Okay, we all need more ways to look at the quality of our data, particularly before we send it out to collaborators who may do who-knows-what with it! 

Only one QC tool out there gives you retro visualization options! And it's this one!

https://dia-nn-qc.streamlit.app/

Load a DIA-NN file and choose 80s terminal or 90s webpage or just the boring regular thing. Who says you can't have a creative background while you're making sure you've got the correct number of scans/peak? Not me! 

Monday, February 2, 2026

MuPPE - Serial enrichment of the phospho- and glycoproteome!

 


What a great month for method names already! Introducing the... 


...sequential single pot digestion and then sequential enrichment of the phospho- and glyco- proteome! 


I'm not entirely sure what all the advantages are of the Muppet method. The authors make it seem very streamlined, and I'm guessing that you can get away with less sample and sample loss by keeping things in the tubes, but early in they have to spend a lot of time diluting urea down to functional levels. If you want a lot of the details on how this is performed you'll need to go to page 28 in the Supplemental Info PDF. There you will find that an Orbitrap 480 was used for all analysis with DIA for the peptides and phosphopeptides and DDA for the glycopeptides. So it is still 3 different injections per sample. I am always happy to see something like this, in any paper even if it's on Supplemental page 32. 


I also find this a little concerning


...in Jonathan Pevsner's book (which you can get on Ebay for $12 in first or second edition), he warns that smiling volcano plots can be either a lack of data points, excessive presence/absense, or over-normalization.

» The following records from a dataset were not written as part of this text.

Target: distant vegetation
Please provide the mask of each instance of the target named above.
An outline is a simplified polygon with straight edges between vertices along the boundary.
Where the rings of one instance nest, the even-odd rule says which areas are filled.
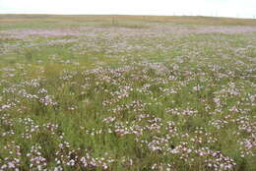
[[[0,171],[255,171],[256,21],[0,15]]]

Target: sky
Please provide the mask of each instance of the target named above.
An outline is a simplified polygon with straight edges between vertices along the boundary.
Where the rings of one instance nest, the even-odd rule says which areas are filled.
[[[185,15],[256,19],[256,0],[0,0],[0,14]]]

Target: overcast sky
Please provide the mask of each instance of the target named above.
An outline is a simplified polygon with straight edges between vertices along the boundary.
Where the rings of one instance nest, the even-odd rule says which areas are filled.
[[[0,0],[0,14],[199,15],[256,18],[256,0]]]

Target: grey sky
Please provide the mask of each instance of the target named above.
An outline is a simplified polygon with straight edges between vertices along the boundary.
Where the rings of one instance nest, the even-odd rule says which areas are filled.
[[[200,15],[256,18],[256,0],[0,0],[0,14]]]

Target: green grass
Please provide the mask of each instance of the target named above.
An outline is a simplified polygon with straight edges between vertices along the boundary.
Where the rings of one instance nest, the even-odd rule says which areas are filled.
[[[255,20],[0,20],[0,170],[256,169]]]

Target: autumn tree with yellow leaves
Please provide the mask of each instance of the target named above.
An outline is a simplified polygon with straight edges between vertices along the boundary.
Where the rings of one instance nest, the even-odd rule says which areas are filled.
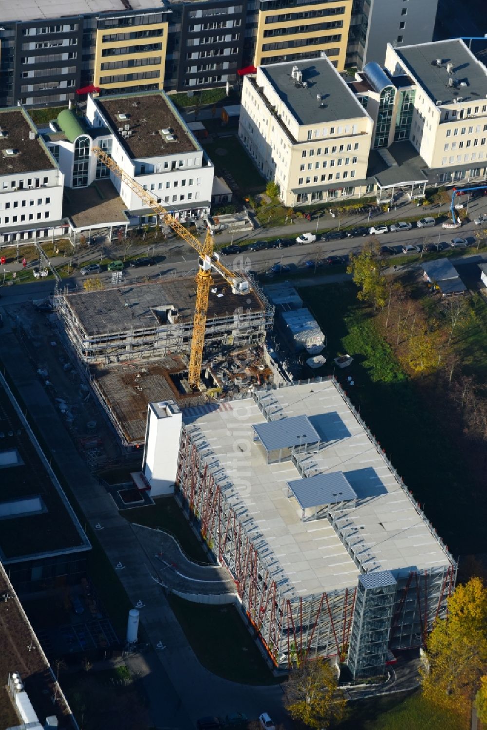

Since I think they've got a solid pile of data here, it does make me concerned that the data has bene over-normalized. Though...they used Bionic and specify a rather small n-glycopeptide library was used, so it could be the other two. Smiling plots just make me nervous. When I have one I generally find out I did something silly upstream. 

Otherwise this seems like an interesting method, particularly if you're not always doing phosphoproteomics or glycoproteomics and you have to do them. I don't see any reason why you couldn't digest the peptides with a more traditional approach and then put those peptides into this workflow around step 2 or so.